Suffering is not motivational. Ripping the veil from people’s eyes doesn’t make them want to change it. This video resonates because it fills a need: people want to be happy, and to imagine a place where happy exists. This is fine in a Disney film, or in one of the giant theme parks that are so popular here. There’s no illusion about the escapism on offer in a theme park. But I think extending that narrative to an entire city is a form of violence. It denies the complex reality of 24 million people struggling to sell themselves in order to survive. #HappySeoul is not a story of redemption, of people facing challenges and learning to overcome them, or – god forbid – failing and learning about themselves. It’s an erasure of those struggles, an aestheticization of politics, like Benjamin warned us about. Given that it was made largely by foreigners, for foreign consumption, it even flirts with orientalist notions of happy Koreans, echoing similar images produced under Japanese occupation.

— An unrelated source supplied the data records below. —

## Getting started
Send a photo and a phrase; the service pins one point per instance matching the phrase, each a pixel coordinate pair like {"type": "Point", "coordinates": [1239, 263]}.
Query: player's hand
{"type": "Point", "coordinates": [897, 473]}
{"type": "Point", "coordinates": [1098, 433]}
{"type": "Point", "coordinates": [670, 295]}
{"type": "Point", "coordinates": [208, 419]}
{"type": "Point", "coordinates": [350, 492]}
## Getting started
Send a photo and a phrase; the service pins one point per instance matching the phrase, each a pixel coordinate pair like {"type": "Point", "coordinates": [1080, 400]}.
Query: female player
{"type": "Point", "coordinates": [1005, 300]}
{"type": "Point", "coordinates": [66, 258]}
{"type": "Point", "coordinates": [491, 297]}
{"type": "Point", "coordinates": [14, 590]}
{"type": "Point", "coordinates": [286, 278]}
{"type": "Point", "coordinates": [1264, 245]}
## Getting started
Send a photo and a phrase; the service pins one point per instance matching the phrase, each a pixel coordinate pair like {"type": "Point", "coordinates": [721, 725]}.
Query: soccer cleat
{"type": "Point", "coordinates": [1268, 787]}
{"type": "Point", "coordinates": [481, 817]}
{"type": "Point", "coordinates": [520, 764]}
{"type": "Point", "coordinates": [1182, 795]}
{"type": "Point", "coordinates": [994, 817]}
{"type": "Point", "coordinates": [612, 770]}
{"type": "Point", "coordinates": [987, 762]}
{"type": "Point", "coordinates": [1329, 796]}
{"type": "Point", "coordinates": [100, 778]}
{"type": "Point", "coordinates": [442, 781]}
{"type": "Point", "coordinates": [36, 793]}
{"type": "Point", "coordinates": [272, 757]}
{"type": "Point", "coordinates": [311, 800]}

For that reason, #HappySeoul accomplishes what it sets out to do: display a metropolis of smiling, carefree extroverts. And it accomplishes a darker purpose its makers may be unaware of: it disappears the conflicts and pain that make Seoul a real, vibrant, difficult place to live. #HappySeoul is propaganda that Koreans themselves have disavowed. Even mayor Park Won-soon doesn’t want Seoul portrayed this way: as he explained upon commissioning the video Bitter Sweet Seoul,
“Seoul has a sad history. If we try to project only the good side, it’s not the real thing,” Mr. Park said.
“Seoul is not a place in monotone; It has so many different colors… Having it depicted through this film will ultimately help attract more tourists,” the mayor said.
What does depicting Seoul with only one colour accomplish?